A Taranaki mother wept as she told the New Plymouth District Court about witnessing the end of her daughter's life in a head-on crash on State Highway 3 last year.
Susan Keightley was giving a victim impact statement at the sentencing of Kevin Ronald Bishell today, which has now been adjourned until tomorrow.
Bishell has admitted charges of dangerous driving causing death and refusing to give a blood sample
Eighteen-year-old Olivia Keightley-Trigg was returning to Waitara at 6am on 28 August, 2018 after dropping friends at the New Plymouth airport.
Mrs Keightley - who had helped with the drop off - was in a vehicle in front and saw her worst nightmare unfold when her daughter's car was hit and left the road in a blaze of sparks.
She said she turned around and began frantically looking for Olivia.
"I could hear the horn screaming and I called 111 and used the torchlight on my phone tried to find where she had disappeared to.
"I looked in the car with my beautiful girl inside and felt that feeling that no mother ever wants to feel. I instinctively knew she was gone. I said it out loud 'she's dead'."
"Every night I've dreamt of that moment, living it over and over. It's a memory no one wants, let alone to have flashback of."
Mrs Keightley said Olivia was a unique and confident young woman with a contagious laugh, who been lost in the prime of her life.
"She was 18 with a life to live."
Olivia's father Shaun said his daughter was a "ray of sunshine".
"She made me smile and my heart warm. She hassled me lovingly about getting old saying 'careful, old man' and now she is gone as a result of a careless action that took no more than a few seconds.
"I no longer receive texts to grab some sneaky Maccas on the way home, or just to check I was okay. How hard and long that drive home is now.
"I don't get those funny loving texts from my girl anymore because of one moment when your actions took Olivia's life."
The court heard that Bishell's ute had crossed the centre line while performing an overtaking manoeuvre heading south on passing lanes outside of Waitara.
The 37-year-old was arrested on the day of the crash, but initially pleaded not guilty to dangerous driving causing death and refusing to give a blood sample. Bishell changed his plea last month.
The Keightleys both expressed their disappointment at the delay in getting a guilty plea.
Mr Keightley said he would use Bishell's denial as a lesson for his surviving children.
"I will teach both my sons and daughters about what it means to be a man, because if I had been sitting where you were, I would've wanted to be punished to the full extent of the law and I would have taken it like a man, because I would've know there would have been consequences to my actions."
Judge Stephen O'Driscoll adjourned his sentencing until tomorrow morning.
Outside court following the adjournment, Mrs Keightley, who is a Jehovah Witness, said following the restorative programme the family were satisfied that Bishell was remorseful.
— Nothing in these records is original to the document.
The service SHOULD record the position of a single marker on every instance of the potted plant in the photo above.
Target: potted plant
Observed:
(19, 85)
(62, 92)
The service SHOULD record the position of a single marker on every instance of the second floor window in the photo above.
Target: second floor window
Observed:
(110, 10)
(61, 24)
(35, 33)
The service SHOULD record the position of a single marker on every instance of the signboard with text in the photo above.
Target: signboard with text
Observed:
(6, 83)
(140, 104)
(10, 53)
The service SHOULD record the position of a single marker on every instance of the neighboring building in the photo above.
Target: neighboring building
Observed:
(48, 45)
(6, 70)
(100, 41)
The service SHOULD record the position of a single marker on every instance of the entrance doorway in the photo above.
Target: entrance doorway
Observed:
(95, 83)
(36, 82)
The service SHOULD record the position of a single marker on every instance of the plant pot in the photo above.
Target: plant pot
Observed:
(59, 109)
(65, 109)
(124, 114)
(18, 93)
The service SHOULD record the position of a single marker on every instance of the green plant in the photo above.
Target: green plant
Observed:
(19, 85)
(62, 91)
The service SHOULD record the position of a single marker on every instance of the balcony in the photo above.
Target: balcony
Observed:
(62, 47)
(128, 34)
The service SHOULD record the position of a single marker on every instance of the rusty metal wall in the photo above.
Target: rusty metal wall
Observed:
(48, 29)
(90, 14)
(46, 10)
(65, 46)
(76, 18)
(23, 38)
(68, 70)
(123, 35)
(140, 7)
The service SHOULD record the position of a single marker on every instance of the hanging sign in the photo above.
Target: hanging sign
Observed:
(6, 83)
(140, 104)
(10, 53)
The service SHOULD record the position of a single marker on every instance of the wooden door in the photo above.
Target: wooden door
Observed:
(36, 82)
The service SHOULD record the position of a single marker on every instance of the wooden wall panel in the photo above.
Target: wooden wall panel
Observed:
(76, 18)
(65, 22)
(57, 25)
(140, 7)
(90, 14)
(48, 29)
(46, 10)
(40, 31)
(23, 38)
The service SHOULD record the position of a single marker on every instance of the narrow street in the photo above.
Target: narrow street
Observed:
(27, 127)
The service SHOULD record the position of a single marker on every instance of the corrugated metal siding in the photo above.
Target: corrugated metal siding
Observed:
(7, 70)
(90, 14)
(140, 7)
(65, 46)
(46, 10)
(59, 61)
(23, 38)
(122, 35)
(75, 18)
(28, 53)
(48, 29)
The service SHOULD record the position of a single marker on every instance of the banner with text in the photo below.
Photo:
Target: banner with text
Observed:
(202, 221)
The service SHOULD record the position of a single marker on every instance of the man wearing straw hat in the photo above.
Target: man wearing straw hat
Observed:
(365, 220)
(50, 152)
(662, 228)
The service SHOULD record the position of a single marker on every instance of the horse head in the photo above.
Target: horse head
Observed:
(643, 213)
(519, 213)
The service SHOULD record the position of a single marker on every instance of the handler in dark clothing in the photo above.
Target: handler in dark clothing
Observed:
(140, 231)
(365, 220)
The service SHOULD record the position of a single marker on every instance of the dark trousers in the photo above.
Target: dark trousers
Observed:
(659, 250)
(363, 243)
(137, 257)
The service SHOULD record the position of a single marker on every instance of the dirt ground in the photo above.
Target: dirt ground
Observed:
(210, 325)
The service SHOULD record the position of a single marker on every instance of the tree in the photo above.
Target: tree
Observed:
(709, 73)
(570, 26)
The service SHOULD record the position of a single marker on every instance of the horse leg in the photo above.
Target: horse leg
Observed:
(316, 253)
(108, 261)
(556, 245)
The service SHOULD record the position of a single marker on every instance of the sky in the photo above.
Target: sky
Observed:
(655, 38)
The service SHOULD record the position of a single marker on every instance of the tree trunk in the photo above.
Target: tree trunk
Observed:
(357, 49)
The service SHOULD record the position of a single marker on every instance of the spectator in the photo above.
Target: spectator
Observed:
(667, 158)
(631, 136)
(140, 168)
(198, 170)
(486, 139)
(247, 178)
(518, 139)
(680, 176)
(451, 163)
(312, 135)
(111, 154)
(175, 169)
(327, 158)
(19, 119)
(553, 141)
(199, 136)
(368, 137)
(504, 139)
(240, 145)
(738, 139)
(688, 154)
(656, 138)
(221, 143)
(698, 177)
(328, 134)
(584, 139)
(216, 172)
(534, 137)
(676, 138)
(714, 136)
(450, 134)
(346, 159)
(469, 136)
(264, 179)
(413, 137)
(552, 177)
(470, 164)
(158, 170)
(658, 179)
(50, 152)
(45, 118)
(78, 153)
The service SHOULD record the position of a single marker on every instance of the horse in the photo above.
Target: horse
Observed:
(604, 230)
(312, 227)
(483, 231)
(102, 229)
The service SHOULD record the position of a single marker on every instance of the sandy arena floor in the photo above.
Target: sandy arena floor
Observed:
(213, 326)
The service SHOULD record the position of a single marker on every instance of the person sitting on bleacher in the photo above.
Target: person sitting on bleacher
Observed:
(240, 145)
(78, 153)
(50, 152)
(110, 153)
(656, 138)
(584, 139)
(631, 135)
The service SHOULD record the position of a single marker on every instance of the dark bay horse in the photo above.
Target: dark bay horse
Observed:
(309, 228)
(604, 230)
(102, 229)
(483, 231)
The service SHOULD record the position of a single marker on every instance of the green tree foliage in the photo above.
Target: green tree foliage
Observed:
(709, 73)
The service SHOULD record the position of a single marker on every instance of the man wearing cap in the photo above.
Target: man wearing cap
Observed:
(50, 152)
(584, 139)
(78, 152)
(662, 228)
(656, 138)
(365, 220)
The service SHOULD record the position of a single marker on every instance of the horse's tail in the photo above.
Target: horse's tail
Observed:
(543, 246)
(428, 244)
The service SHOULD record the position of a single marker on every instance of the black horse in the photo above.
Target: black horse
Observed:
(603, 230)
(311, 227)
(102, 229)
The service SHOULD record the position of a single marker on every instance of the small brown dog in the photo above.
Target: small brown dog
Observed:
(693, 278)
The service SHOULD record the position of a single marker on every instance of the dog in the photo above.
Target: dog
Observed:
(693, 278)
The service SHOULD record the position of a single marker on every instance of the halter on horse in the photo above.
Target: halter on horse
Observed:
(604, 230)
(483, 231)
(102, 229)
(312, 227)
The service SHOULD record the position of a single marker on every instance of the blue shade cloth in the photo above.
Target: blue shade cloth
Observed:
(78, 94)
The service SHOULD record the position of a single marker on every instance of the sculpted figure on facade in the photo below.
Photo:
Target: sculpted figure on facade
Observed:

"I didn't have a lot of faith in it at the beginning, but I honestly feel he is sorry for what he's done and for us that has given us a huge measure of peace. We do really appreciate what he's done in following through in the process.
"I genuinely feel that he has remorse there and that's probably given us more that what a sentence would anyway."
Bishell has had a chequered past and was jailed for his involvement in the bungled burglary at the New Plymouth Golf Club in June 2013 in which Adam Te Rata Morehu was shot dead by police.